«Quando avvenne il cataclisma che noi chiamiamo diluvio oppure inondazione, tutta la razza umana perì a eccezione di Deucalione e Pirra che si rifugiarono sull’Etna, il monte più alto (si dice) che sorga in Sicilia. Essi non potendo sopravvivere per la solitudine, chiesero a Giove di concedere loro degli uomini oppure di annientarli come era successo agli altri.
Allora Giove ordinò di gettare delle pietre dietro la schiena: quelle gettate da Deucalione divennero uomini, quelle da Pirra donne. Questa è l’origine della parola laos (“popolo”), poiché in greco Laas significa pietra.»
Igino Astronomo, Fabulae, 153
Sicuramente un sasso è stato la prima forma di scultura dell’uomo, o almeno così dicono.
L’uomo primitivo ha da sempre raccolto sassi di svariate forme, dimensioni e colori che gli ricordavano qualcosa o ai quali attribuiva un significato.
Ma la scultura è una forma di pensiero che esiste nello spazio attraverso la materia, e il pensiero è l’azione primaria nella trasformazione della materia.
Pensiero è un termine che deriva dal latino pensum, e stava ad indicare un certo quantitativo di lana che veniva appunto “pesata” per poter essere infine passata alle filatrici le quali a loro volta avevano il compito di trattarla. Il “pensum” era quindi la materia prima, più grezza, designante metaforicamente un elemento o un tema che doveva essere secondariamente trattato, elaborato, dandogli così una nuova forma.

Per il Castello Orsini di Fiano Romano, ho deciso di lavorare sul tema dei sassi come metafora del pensiero, ma benché l’uomo ha sempre cercato i suoi sassi nella natura, così come fecero Deucalione e Pirra per generare un nuovo genere umano, io ho dovuto cercare le pietre altrove, nella selva del nostro tempo, ovvero il digitale.

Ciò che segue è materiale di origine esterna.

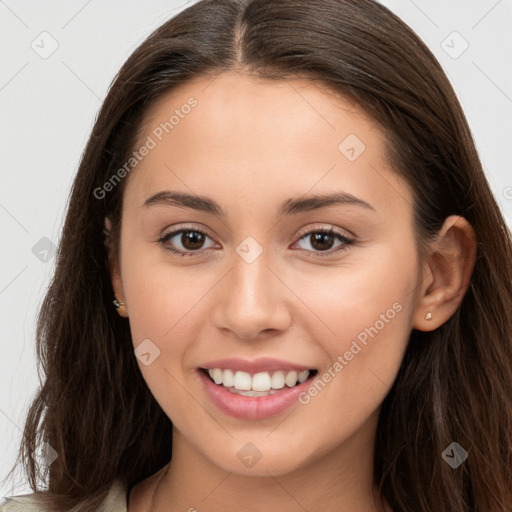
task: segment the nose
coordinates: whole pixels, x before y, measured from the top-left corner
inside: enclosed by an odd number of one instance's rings
[[[233,267],[216,287],[215,325],[233,337],[255,340],[290,325],[293,294],[271,268],[266,254],[263,251],[250,263],[235,254]]]

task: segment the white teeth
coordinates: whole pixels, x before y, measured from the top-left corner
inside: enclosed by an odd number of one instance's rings
[[[251,389],[251,375],[247,372],[236,372],[233,386],[241,391],[249,391]]]
[[[231,370],[224,370],[222,385],[227,388],[233,387],[235,384],[235,374]]]
[[[299,372],[299,375],[297,376],[298,381],[302,384],[305,380],[307,380],[309,377],[308,370],[304,370],[302,372]]]
[[[271,387],[272,387],[272,389],[283,389],[284,388],[284,372],[282,372],[282,371],[274,372],[274,375],[272,375]]]
[[[278,370],[273,374],[258,372],[251,376],[248,372],[212,368],[208,370],[208,374],[215,384],[229,388],[234,393],[245,396],[266,396],[278,389],[283,389],[285,385],[291,388],[301,384],[308,379],[310,372],[309,370],[301,372]]]
[[[269,391],[270,384],[270,375],[267,372],[260,372],[253,376],[251,387],[253,391]]]
[[[213,370],[213,380],[215,381],[215,384],[222,384],[222,377],[222,370],[220,368],[215,368],[215,370]]]

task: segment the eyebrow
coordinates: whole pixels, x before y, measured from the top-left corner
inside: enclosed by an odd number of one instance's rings
[[[296,199],[287,199],[281,204],[279,208],[279,215],[296,215],[303,212],[318,210],[333,204],[349,204],[376,211],[371,204],[353,196],[352,194],[348,194],[347,192],[334,192],[329,194],[315,194]],[[186,192],[163,190],[149,197],[142,206],[146,208],[154,205],[191,208],[193,210],[211,213],[216,217],[226,217],[226,212],[222,207],[209,197],[188,194]]]

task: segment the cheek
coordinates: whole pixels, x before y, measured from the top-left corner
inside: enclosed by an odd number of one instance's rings
[[[381,245],[366,251],[365,260],[340,269],[322,294],[308,296],[317,300],[319,316],[332,332],[326,335],[324,327],[318,337],[328,362],[299,401],[312,416],[329,411],[334,437],[348,425],[357,429],[380,406],[411,332],[415,248]]]

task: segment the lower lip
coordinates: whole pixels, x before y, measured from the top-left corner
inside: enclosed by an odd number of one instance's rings
[[[222,412],[245,420],[260,420],[282,413],[297,403],[300,393],[311,384],[309,378],[292,388],[285,386],[272,395],[253,397],[228,391],[224,386],[212,382],[202,370],[199,370],[199,374],[211,401]]]

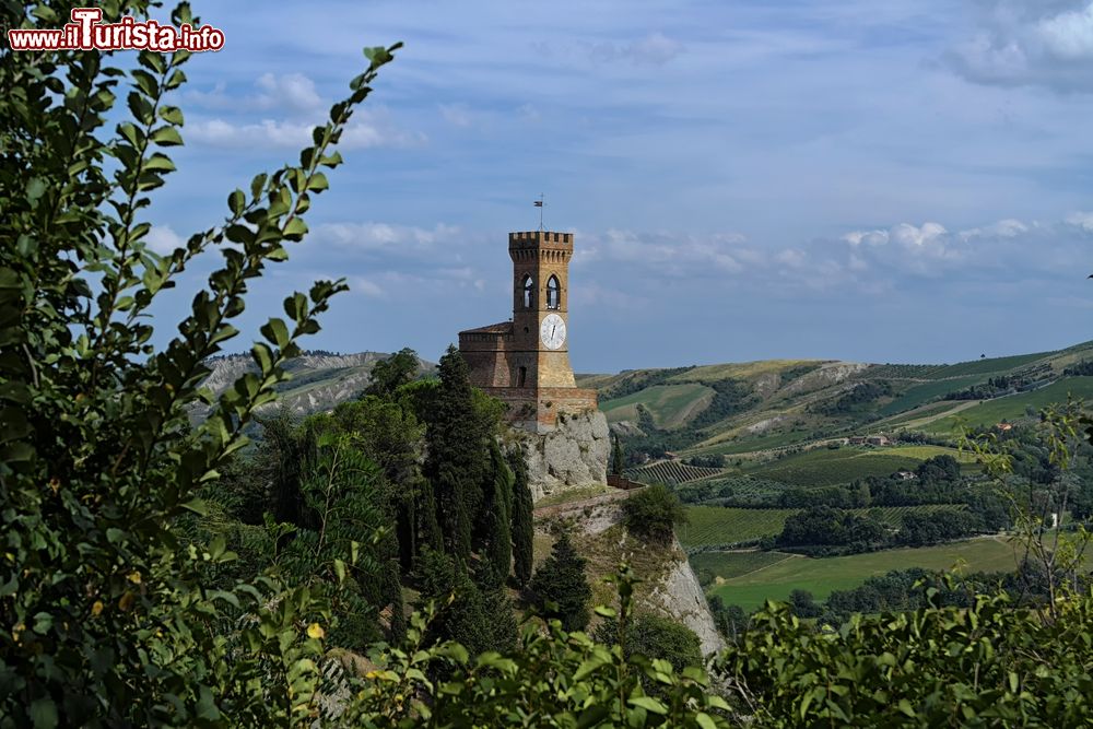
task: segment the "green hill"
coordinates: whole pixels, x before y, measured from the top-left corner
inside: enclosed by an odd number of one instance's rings
[[[903,430],[944,434],[1014,421],[1093,378],[1063,371],[1093,361],[1093,342],[1054,352],[955,364],[769,360],[581,375],[624,445],[659,456],[750,458],[787,448]]]

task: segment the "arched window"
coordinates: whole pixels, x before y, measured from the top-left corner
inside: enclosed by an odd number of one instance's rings
[[[536,282],[532,281],[530,275],[524,277],[524,308],[530,309],[531,305],[534,303],[536,295]]]

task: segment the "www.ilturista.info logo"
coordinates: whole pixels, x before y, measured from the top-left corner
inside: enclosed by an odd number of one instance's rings
[[[128,15],[117,23],[103,23],[102,8],[73,8],[72,22],[62,28],[12,28],[12,50],[176,50],[200,52],[224,47],[224,32],[211,25],[175,27]]]

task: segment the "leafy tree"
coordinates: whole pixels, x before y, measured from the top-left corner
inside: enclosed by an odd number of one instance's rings
[[[495,576],[480,577],[483,589],[450,555],[428,549],[422,553],[419,575],[422,605],[439,605],[428,625],[430,643],[456,640],[472,655],[513,649],[516,619]]]
[[[698,636],[686,625],[663,615],[639,613],[626,624],[624,635],[619,634],[618,619],[608,618],[596,628],[593,636],[607,645],[618,642],[627,658],[635,654],[649,659],[659,658],[677,671],[702,665]]]
[[[798,618],[816,618],[820,605],[815,603],[808,590],[795,589],[789,593],[789,609]]]
[[[672,540],[674,527],[686,524],[686,512],[679,497],[663,484],[633,493],[623,502],[622,513],[628,530],[661,543]]]
[[[418,353],[409,346],[403,348],[373,366],[372,381],[364,393],[389,397],[401,386],[413,381],[416,375]]]
[[[407,402],[377,396],[340,403],[332,413],[313,415],[307,425],[315,432],[348,435],[354,448],[383,468],[384,502],[396,524],[402,569],[409,572],[422,539],[425,426]]]
[[[9,3],[0,25],[55,28],[69,7]],[[107,14],[145,19],[150,7],[113,2]],[[171,17],[195,21],[185,3]],[[392,50],[366,51],[367,71],[298,165],[231,192],[221,223],[166,256],[149,247],[142,211],[175,169],[167,152],[183,143],[184,117],[165,96],[185,83],[189,54],[120,63],[0,50],[4,722],[271,726],[318,710],[329,603],[275,575],[207,589],[234,555],[223,538],[180,544],[173,525],[207,510],[198,490],[244,447],[242,428],[345,289],[318,282],[289,296],[287,320],[270,319],[251,348],[256,371],[219,398],[201,389],[250,283],[306,234],[321,168],[341,163],[333,148]],[[223,260],[207,289],[155,346],[153,303],[214,247]],[[191,427],[200,401],[211,410]]]
[[[528,486],[528,465],[519,448],[509,452],[513,469],[513,571],[516,584],[525,587],[531,579],[534,560],[534,505]]]
[[[588,625],[592,588],[585,575],[588,561],[577,554],[568,532],[562,532],[531,578],[529,590],[544,615],[556,618],[567,631]]]

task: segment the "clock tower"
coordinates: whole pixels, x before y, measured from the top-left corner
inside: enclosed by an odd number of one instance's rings
[[[559,415],[596,410],[596,391],[577,388],[569,366],[569,259],[573,234],[508,234],[513,318],[459,332],[471,384],[508,404],[509,420],[534,432]]]

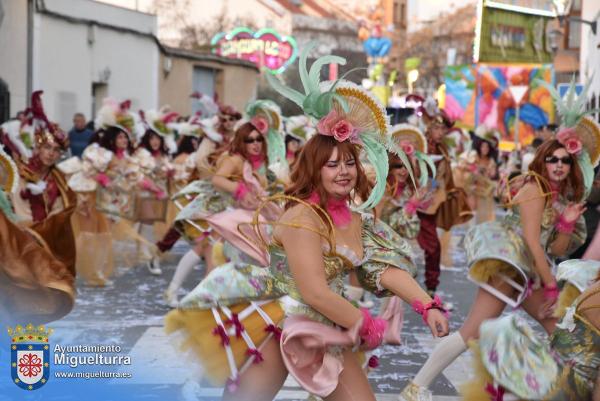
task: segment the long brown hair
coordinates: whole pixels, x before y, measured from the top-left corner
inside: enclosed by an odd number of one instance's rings
[[[248,160],[248,152],[246,152],[246,143],[244,140],[250,136],[252,131],[256,131],[259,135],[262,135],[258,129],[251,122],[246,122],[235,130],[235,135],[233,136],[233,140],[231,144],[229,144],[229,153],[231,154],[239,154],[246,160]],[[267,138],[263,136],[263,145],[262,152],[265,155],[265,160],[267,159]],[[268,165],[268,161],[266,161],[266,165]]]
[[[557,139],[544,141],[535,152],[533,161],[529,165],[529,171],[535,172],[549,181],[550,177],[548,177],[548,171],[546,170],[546,157],[552,156],[556,149],[561,148],[564,149],[564,146]],[[583,174],[577,163],[577,158],[573,155],[570,156],[573,163],[571,164],[569,175],[560,184],[560,193],[569,201],[581,202],[584,194]]]
[[[321,183],[321,167],[327,163],[337,148],[340,160],[354,159],[356,162],[356,185],[354,191],[361,199],[369,197],[369,180],[360,163],[359,148],[348,141],[338,142],[332,136],[315,135],[302,148],[298,159],[294,163],[294,169],[290,175],[291,185],[285,191],[290,195],[302,200],[308,199],[313,192],[319,195],[320,204],[323,209],[327,205],[327,192]],[[292,205],[288,202],[286,207]]]

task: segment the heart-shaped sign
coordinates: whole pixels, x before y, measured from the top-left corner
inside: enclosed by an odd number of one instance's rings
[[[256,32],[236,28],[227,34],[215,35],[211,44],[213,53],[219,56],[247,60],[273,74],[283,72],[298,55],[293,37],[281,36],[269,28]]]

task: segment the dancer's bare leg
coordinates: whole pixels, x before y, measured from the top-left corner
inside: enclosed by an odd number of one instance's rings
[[[523,309],[529,316],[538,321],[538,323],[546,330],[548,334],[552,334],[554,329],[556,328],[556,323],[558,319],[554,317],[550,318],[541,318],[540,317],[540,308],[544,304],[546,300],[544,299],[544,290],[538,289],[533,291],[525,301],[523,301]]]
[[[272,401],[287,377],[287,369],[281,359],[279,342],[274,338],[261,349],[264,361],[251,365],[240,376],[240,384],[233,393],[227,388],[222,401]]]
[[[338,386],[325,401],[375,401],[375,395],[360,367],[356,355],[347,350],[343,354],[344,370],[340,374]]]

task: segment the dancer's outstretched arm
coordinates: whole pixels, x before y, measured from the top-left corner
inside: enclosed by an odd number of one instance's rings
[[[420,301],[423,305],[432,301],[431,297],[427,295],[415,279],[402,269],[388,268],[381,275],[381,285],[410,305],[415,301]],[[429,310],[427,325],[434,337],[448,335],[448,319],[439,309]]]

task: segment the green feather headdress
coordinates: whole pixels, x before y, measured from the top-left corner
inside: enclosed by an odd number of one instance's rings
[[[583,90],[577,95],[575,77],[571,79],[569,88],[564,97],[549,83],[537,80],[541,86],[548,89],[556,104],[556,111],[561,119],[557,139],[569,136],[577,138],[582,146],[582,151],[577,155],[577,161],[583,174],[586,197],[594,181],[594,167],[600,161],[600,126],[588,115],[598,112],[598,109],[586,110],[587,94],[590,89],[591,79],[588,80]]]
[[[425,134],[412,124],[396,124],[391,128],[390,132],[390,151],[402,160],[415,187],[423,188],[427,185],[429,172],[431,173],[431,177],[435,177],[436,174],[435,163],[427,155],[427,139],[425,138]],[[414,156],[421,172],[419,185],[417,185],[412,165],[407,157],[411,154]]]
[[[375,96],[358,85],[343,80],[352,70],[336,81],[321,82],[321,68],[324,65],[345,65],[346,60],[334,55],[323,56],[315,60],[308,69],[307,57],[315,44],[315,42],[309,43],[302,50],[298,60],[304,93],[285,86],[272,75],[267,74],[267,80],[273,89],[300,106],[305,114],[323,122],[323,126],[328,119],[336,121],[337,118],[338,121],[344,120],[350,123],[357,130],[358,138],[349,140],[360,143],[376,175],[376,183],[369,198],[357,209],[373,208],[385,193],[388,174],[387,151],[396,150],[387,135],[389,118],[385,108]]]

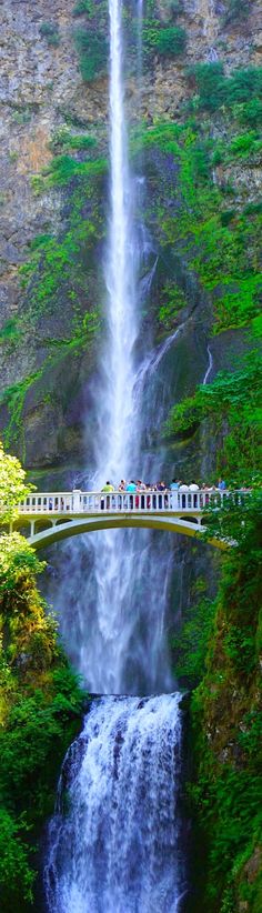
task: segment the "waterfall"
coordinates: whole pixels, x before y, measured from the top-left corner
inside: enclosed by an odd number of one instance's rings
[[[140,313],[153,281],[157,255],[134,211],[143,179],[135,178],[129,167],[121,3],[110,0],[109,11],[110,218],[104,258],[105,339],[93,394],[93,489],[108,479],[117,485],[122,478],[161,479],[164,451],[155,453],[152,440],[164,409],[168,411],[169,391],[159,364],[178,334],[155,352],[147,351],[147,343],[141,345]],[[141,0],[138,21],[140,48]],[[141,60],[141,50],[139,56]],[[69,654],[92,693],[173,690],[167,644],[171,543],[171,533],[161,534],[160,541],[147,530],[108,530],[85,536],[81,546],[70,544],[68,573],[59,592],[61,630]]]
[[[157,258],[147,269],[152,248],[144,227],[135,225],[132,203],[138,197],[124,122],[121,0],[109,0],[109,11],[107,331],[95,395],[93,485],[145,472],[152,473],[149,481],[160,478],[164,453],[155,453],[152,441],[170,395],[164,360],[183,329],[138,358],[139,311]],[[139,13],[141,29],[141,0]],[[141,48],[139,54],[141,60]],[[92,702],[63,763],[44,867],[50,913],[182,909],[181,695],[115,696],[172,691],[165,644],[170,545],[169,534],[160,543],[150,531],[109,530],[93,534],[85,552],[83,540],[72,551],[77,600],[73,624],[66,620],[63,631],[89,689],[108,696]]]
[[[181,909],[179,703],[178,694],[93,702],[66,758],[50,826],[50,913]]]

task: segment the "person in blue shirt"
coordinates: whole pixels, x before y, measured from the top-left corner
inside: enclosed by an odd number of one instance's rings
[[[137,485],[135,485],[135,482],[133,481],[133,479],[131,479],[131,482],[128,483],[125,491],[132,491],[132,492],[137,491]],[[131,511],[132,511],[133,510],[133,496],[132,495],[130,498],[130,508],[131,508]]]

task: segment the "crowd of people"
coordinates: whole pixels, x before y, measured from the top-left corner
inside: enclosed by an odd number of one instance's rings
[[[190,484],[188,485],[184,482],[182,482],[181,479],[172,479],[172,482],[170,482],[170,484],[167,484],[163,481],[161,481],[161,482],[142,482],[141,479],[138,479],[137,481],[131,479],[130,482],[127,482],[125,479],[121,479],[121,482],[119,483],[119,485],[117,485],[117,488],[110,481],[108,481],[108,482],[105,482],[105,485],[103,485],[103,488],[101,489],[102,492],[108,492],[108,493],[110,493],[112,491],[129,491],[129,492],[134,492],[134,491],[162,491],[162,492],[181,491],[181,492],[185,493],[185,492],[190,492],[190,491],[192,491],[192,492],[198,492],[198,491],[206,491],[206,492],[211,491],[212,492],[213,491],[214,492],[214,491],[225,491],[225,490],[226,490],[226,482],[224,481],[224,479],[219,479],[216,485],[206,485],[205,482],[202,482],[202,484],[198,485],[198,483],[194,482],[194,481],[190,482]]]

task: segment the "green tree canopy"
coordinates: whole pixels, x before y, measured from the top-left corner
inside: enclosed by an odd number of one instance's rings
[[[0,505],[2,523],[16,520],[18,503],[33,491],[26,484],[26,472],[17,456],[6,453],[0,441]]]

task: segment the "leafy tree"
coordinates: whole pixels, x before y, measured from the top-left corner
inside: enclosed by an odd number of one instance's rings
[[[262,360],[255,350],[234,371],[221,371],[213,383],[173,407],[165,434],[187,438],[209,419],[216,440],[216,471],[226,471],[232,486],[255,480],[261,454]]]
[[[26,472],[17,456],[4,453],[0,442],[0,503],[2,523],[11,522],[18,516],[18,503],[33,491],[26,485]]]
[[[160,29],[155,33],[155,50],[162,57],[178,57],[185,50],[187,32],[180,26]]]

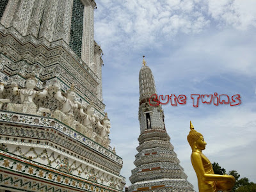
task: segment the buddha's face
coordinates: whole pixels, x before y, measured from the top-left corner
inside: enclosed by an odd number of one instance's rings
[[[74,92],[70,92],[68,93],[68,99],[74,100],[75,99],[76,93]]]
[[[204,141],[204,137],[200,137],[196,140],[196,148],[200,150],[205,149],[206,142]]]

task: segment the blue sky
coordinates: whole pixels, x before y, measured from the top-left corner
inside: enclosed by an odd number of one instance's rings
[[[197,191],[186,140],[189,120],[207,143],[204,153],[256,182],[256,1],[98,0],[95,38],[103,52],[103,98],[111,145],[124,159],[127,186],[140,134],[142,56],[157,93],[188,97],[163,106],[171,143]],[[190,95],[240,94],[241,104],[193,107]]]

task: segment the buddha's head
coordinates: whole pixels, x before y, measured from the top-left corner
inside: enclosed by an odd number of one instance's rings
[[[36,87],[37,80],[35,77],[31,77],[27,79],[26,81],[26,87],[28,89],[32,90]]]
[[[190,122],[190,132],[188,135],[187,140],[193,151],[196,150],[196,148],[205,149],[207,143],[204,141],[203,135],[195,130],[191,122]]]

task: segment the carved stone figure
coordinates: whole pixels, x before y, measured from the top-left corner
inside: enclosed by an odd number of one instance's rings
[[[196,173],[199,192],[231,191],[236,179],[232,175],[214,174],[212,164],[202,152],[206,145],[204,136],[194,129],[191,122],[187,138],[192,148],[191,159]]]
[[[92,129],[93,125],[95,123],[95,116],[94,115],[94,108],[92,106],[92,104],[87,106],[86,113],[84,112],[83,108],[81,108],[80,115],[83,118],[83,125],[88,129]]]
[[[147,122],[148,122],[148,129],[151,129],[151,124],[150,124],[150,120],[149,120],[149,118],[148,118],[147,119]]]
[[[53,85],[57,89],[56,97],[56,99],[62,104],[61,111],[56,110],[52,115],[54,118],[57,118],[61,122],[76,129],[79,123],[75,120],[74,111],[77,109],[77,102],[75,101],[76,93],[74,85],[70,86],[70,89],[67,92],[67,98],[62,95],[61,90],[57,84]]]
[[[4,102],[10,102],[9,99],[3,99],[2,93],[4,89],[4,84],[2,82],[0,82],[0,109],[2,109],[2,106],[3,103]]]
[[[35,90],[37,83],[37,79],[35,76],[29,76],[26,80],[26,88],[19,89],[17,84],[14,84],[13,89],[13,95],[18,95],[20,97],[21,104],[8,104],[7,110],[28,113],[31,115],[38,115],[36,113],[37,107],[34,103],[33,99],[37,97],[45,97],[48,92],[48,88],[45,87],[42,92],[38,92]],[[40,108],[42,111],[44,108]],[[45,111],[50,113],[47,109],[44,109]]]
[[[108,113],[105,113],[105,117],[103,119],[102,124],[102,129],[100,132],[100,136],[104,140],[108,140],[108,134],[110,133],[110,120],[108,118]]]
[[[35,77],[30,77],[26,81],[26,88],[19,89],[18,85],[15,84],[13,94],[20,96],[21,104],[34,104],[33,100],[36,97],[45,97],[47,94],[48,88],[45,87],[41,92],[35,90],[37,83],[37,79]]]
[[[74,116],[74,110],[77,109],[77,103],[75,102],[76,93],[74,91],[74,85],[72,84],[70,89],[67,92],[67,98],[62,96],[61,92],[58,85],[55,85],[57,89],[56,99],[62,104],[61,111],[65,115]]]

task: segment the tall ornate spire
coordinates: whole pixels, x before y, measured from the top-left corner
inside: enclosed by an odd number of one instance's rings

Ho chiesto al software di generare dei sassi, dai quali rielaborando la forma delle sculture, assegnando dei nuovi significati, così nella sala la ricerca dei sassi è messa in scena da tre rilievi retro illuminati, collegati insieme da un ulteriore stele-schermo che simula l’elaborazione della macchina, la quale legge il testo poetico scritto da Benedetto Tudino.
L’installazione multimediale diventa l’allegoria del nostro tempo, del rapporto con le tecnologie (con l’intelligenza artificiale) della nostra società, mortificata se non pensa ( o se non pesa) ad elaborare o rielaborare i significati provenienti da questo nuovo mondo.

Tutto comincia da qui! Tutto si decide ora.
Abbiamo toccato il fondo e possiamo rimanerci, farci prendere a schiaffi, oppure aprirci la strada lottando verso la luce.
Possiamo scalare le pareti, un centimetro alla volta, sono sassi.
Mi guardo intorno e penso che abbiamo commesso tutti gli errori possibili, ma non è detto che non si possa rimediare.
Anche se la vita è un gioco di centimetri, e il margine di errore è ridottissimo.
Un attimo un po’ in anticipo o in ritardo e manchiamo la presa del sasso che ci terrà aggrappati alla Terra.
Anche se non ce ne accorgiamo quel sasso è dappertutto, intorno a noi, ad ogni passo in ogni pausa.
Dobbiamo combattere, quel sasso va difeso con le unghie e con i denti, perché quando andremo a sommare gli attimi della nostra vita quel sasso farà la differenza.